Bilindiği üzere, olayları bildirmek taraflara, hukuki nitelendirmeyi yapmak ve ona uygun yasal düzenlemeyi tayin ve tespit ederek uygulamak hakime aittir.

İddianın içeriğinden ve ileri sürülüş biçiminden davada hile hukuksal nedenine dayanıldığı anlaşılmaktadır.

Bilindiği üzere, hile (aldatma), genel olarak bir kimseyi irade beyanında bulunmaya, özellikle sözleşme yapmaya sevk etmek için onda kasten hatalı bir kanı uyandırmak veya esasen var olan hatalı bir kanıyı koruma yahut devamını sağlamak şeklinde tanımlanır.
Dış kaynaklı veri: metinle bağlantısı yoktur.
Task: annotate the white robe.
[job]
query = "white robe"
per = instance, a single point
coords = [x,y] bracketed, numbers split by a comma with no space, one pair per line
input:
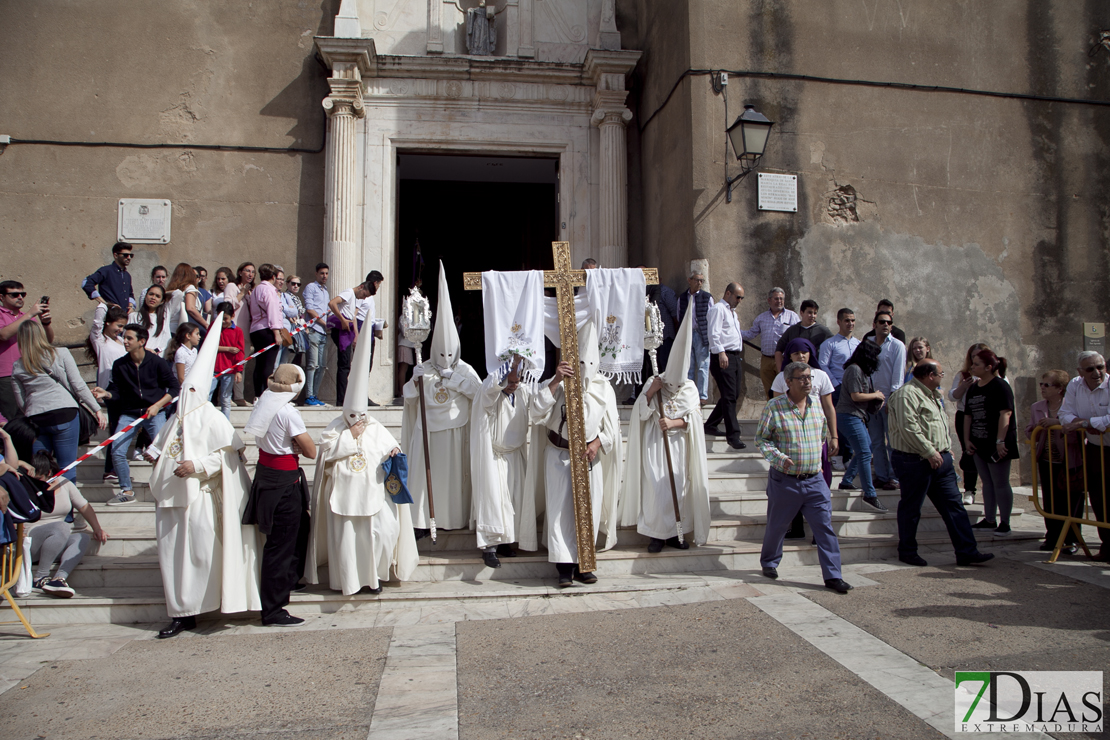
[356,528]
[645,498]
[498,464]
[447,406]
[550,472]
[209,559]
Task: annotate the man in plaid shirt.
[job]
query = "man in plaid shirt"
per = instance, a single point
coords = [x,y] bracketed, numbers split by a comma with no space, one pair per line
[790,435]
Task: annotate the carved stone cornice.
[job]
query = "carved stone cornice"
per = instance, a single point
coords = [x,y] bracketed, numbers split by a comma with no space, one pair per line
[345,98]
[608,69]
[347,58]
[466,68]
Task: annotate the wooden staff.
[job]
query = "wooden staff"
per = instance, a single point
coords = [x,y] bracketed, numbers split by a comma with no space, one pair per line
[427,462]
[666,447]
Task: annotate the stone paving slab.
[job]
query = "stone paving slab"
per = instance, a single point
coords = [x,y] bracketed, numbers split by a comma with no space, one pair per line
[719,669]
[319,685]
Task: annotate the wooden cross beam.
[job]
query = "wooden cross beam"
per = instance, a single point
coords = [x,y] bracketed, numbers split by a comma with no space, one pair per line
[564,280]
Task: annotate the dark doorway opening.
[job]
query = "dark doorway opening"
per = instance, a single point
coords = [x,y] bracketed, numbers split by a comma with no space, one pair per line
[475,213]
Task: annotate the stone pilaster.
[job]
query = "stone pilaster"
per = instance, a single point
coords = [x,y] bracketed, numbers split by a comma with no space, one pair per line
[607,70]
[349,59]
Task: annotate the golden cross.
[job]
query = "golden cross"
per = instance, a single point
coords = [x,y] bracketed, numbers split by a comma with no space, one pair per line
[564,280]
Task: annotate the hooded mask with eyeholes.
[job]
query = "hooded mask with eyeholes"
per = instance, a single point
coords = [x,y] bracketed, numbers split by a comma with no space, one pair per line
[445,343]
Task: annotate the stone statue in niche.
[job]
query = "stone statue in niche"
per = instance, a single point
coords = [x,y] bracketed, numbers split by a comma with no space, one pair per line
[481,30]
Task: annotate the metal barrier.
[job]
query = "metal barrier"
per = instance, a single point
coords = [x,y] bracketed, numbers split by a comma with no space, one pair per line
[11,563]
[1086,497]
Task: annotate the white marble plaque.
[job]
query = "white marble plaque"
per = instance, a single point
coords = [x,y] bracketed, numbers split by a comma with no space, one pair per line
[778,192]
[143,221]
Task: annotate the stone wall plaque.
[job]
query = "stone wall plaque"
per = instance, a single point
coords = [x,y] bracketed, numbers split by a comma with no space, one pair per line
[143,221]
[778,192]
[1095,337]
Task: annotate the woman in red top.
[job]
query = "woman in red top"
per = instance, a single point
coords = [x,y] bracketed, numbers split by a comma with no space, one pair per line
[231,353]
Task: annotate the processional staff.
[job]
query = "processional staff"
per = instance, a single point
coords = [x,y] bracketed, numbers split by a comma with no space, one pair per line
[416,324]
[653,340]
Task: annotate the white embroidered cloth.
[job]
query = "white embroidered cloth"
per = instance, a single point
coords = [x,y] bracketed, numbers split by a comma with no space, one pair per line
[513,304]
[616,303]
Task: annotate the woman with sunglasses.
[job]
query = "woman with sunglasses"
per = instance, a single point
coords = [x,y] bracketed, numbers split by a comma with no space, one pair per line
[991,436]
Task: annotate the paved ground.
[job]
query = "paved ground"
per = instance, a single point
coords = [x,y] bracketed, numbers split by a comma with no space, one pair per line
[720,655]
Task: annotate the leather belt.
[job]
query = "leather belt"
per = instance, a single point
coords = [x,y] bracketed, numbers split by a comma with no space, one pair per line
[557,441]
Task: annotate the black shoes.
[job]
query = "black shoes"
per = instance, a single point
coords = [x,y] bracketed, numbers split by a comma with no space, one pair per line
[914,559]
[875,505]
[284,619]
[177,626]
[838,585]
[491,559]
[976,559]
[584,577]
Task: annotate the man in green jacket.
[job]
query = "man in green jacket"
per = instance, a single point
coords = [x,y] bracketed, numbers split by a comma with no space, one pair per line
[922,460]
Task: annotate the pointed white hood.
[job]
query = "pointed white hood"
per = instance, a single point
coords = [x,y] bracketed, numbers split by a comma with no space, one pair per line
[198,386]
[678,363]
[354,402]
[445,343]
[589,355]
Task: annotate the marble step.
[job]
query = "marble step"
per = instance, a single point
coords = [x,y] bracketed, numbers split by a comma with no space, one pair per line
[452,576]
[138,537]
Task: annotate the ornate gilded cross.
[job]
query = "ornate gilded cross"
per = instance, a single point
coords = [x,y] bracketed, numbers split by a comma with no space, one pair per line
[564,280]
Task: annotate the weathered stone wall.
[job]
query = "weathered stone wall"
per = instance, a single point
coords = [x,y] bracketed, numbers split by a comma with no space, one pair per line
[981,218]
[188,72]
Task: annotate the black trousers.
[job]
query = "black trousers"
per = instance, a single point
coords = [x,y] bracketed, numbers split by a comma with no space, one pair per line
[342,367]
[265,363]
[728,386]
[284,553]
[1096,459]
[1055,497]
[967,462]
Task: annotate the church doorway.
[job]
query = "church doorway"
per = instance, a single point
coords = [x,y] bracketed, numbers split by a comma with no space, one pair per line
[475,213]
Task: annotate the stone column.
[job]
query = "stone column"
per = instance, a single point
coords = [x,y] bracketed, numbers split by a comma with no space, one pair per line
[349,60]
[608,70]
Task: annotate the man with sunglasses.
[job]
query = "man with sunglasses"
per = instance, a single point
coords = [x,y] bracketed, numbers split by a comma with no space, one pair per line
[888,378]
[111,284]
[1087,406]
[12,315]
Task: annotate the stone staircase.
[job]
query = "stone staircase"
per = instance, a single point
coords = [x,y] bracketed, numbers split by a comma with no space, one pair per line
[120,581]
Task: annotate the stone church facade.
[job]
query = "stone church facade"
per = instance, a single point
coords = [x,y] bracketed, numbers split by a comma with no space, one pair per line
[978,209]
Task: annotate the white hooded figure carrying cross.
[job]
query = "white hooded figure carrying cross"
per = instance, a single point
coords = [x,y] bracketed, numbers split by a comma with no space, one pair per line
[647,502]
[209,559]
[450,386]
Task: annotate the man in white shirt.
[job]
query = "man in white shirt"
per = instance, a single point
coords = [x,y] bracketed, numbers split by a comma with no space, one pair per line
[836,350]
[345,307]
[725,364]
[1087,406]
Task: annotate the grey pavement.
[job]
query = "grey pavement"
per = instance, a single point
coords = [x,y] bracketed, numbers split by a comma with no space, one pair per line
[712,655]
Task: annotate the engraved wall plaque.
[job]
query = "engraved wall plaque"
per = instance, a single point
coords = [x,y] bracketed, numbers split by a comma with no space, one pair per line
[143,221]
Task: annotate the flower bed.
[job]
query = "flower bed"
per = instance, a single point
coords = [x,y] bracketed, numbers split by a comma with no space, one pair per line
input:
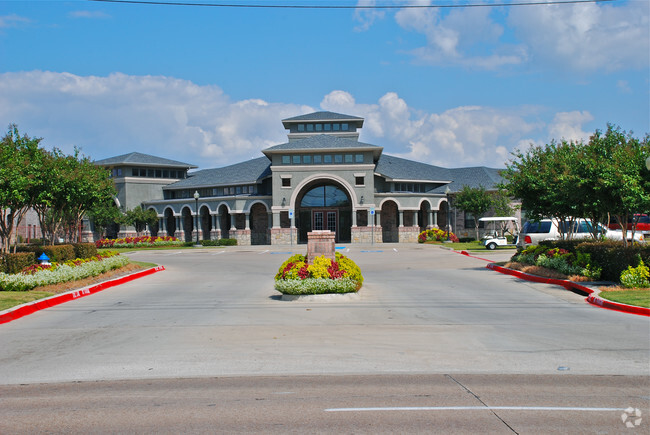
[40,275]
[138,242]
[436,235]
[297,277]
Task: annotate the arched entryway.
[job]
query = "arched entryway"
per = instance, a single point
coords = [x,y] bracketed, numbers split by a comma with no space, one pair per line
[423,215]
[224,221]
[259,222]
[324,205]
[188,224]
[442,215]
[155,228]
[390,222]
[206,223]
[170,222]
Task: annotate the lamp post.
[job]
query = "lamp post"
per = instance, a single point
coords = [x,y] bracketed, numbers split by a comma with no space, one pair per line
[196,199]
[447,192]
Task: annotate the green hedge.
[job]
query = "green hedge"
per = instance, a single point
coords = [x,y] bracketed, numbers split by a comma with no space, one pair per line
[58,253]
[219,242]
[611,256]
[15,263]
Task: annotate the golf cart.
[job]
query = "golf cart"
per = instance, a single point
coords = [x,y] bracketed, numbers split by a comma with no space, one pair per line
[497,229]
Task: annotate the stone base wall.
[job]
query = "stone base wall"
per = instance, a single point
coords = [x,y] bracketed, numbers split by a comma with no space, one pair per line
[243,237]
[409,234]
[282,236]
[365,235]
Hatada yanılma, hilede ise yanıltma söz konusudur. 6098 s. Türk Borçlar Kanununun (TBK) 36/1. (818 s. Borçlar Kanunun (BK) 28/1.) maddesinde açıklandığı üzere taraflardan biri diğer tarafın kasıtlı aldatmasıyla sözleşme yapmaya yöneltilmişse yanılma (hata) esaslı olmasa bile aldatılan taraf için sözleşme bağlayıcı sayılamaz. Değinilen koşulların varlığı halinde aldatılan taraf hakkını kullanmak suretiyle hukuki ilişkiyi geçmişe etkili (makable şamil) olarak ortadan kaldırabilir ve verdiği şeyi geri isteyebilir.

Öte yandan, hile (aldatma) her türlü delille ispat edilebileceği gibi iptal hakkının kullanılması hiç bir şekle bağlı değildir. Aldatmanın öğrenildiği tarihten itibaren bir yıllık hak düşürücü süre içerisinde karşı tarafa yöneltilecek bir irade açıklaması, defi yahut dava yoluyla da kullanılabilir.
Ne varki; hile bakımından bir inceleme yapılmış değildir.

Hâl böyle olunca, öncelikle davanın hak düşürücü süre içerisinde açılıp açılmadığının açıklığa kavuşturulması, süresinde açıldığı saptanırsa yukarıdaki ilkeler uyarınca temlikin hileli olup olmadığı yönünde inceleme yapılarak varılacak sonuç çerçevesinde bir karar verilmesi gerekirken hukuki nitelemede yanılgıya düşülerek yazılı şekilde karar verilmesi doğru değildir.

Davacının yerinde bulunan temyiz itirazlarının kabulü ile, hükmün (6100 sayılı Yasanın geçici 3.maddesi yollaması ile) 1086 sayılı HUMK’un 428.maddesi gereğince BOZULMASINA, alınan peşin harcın temyiz edene geri verilmesine, 21.01.2019 tarihinde oybirliğiyle karar verildi.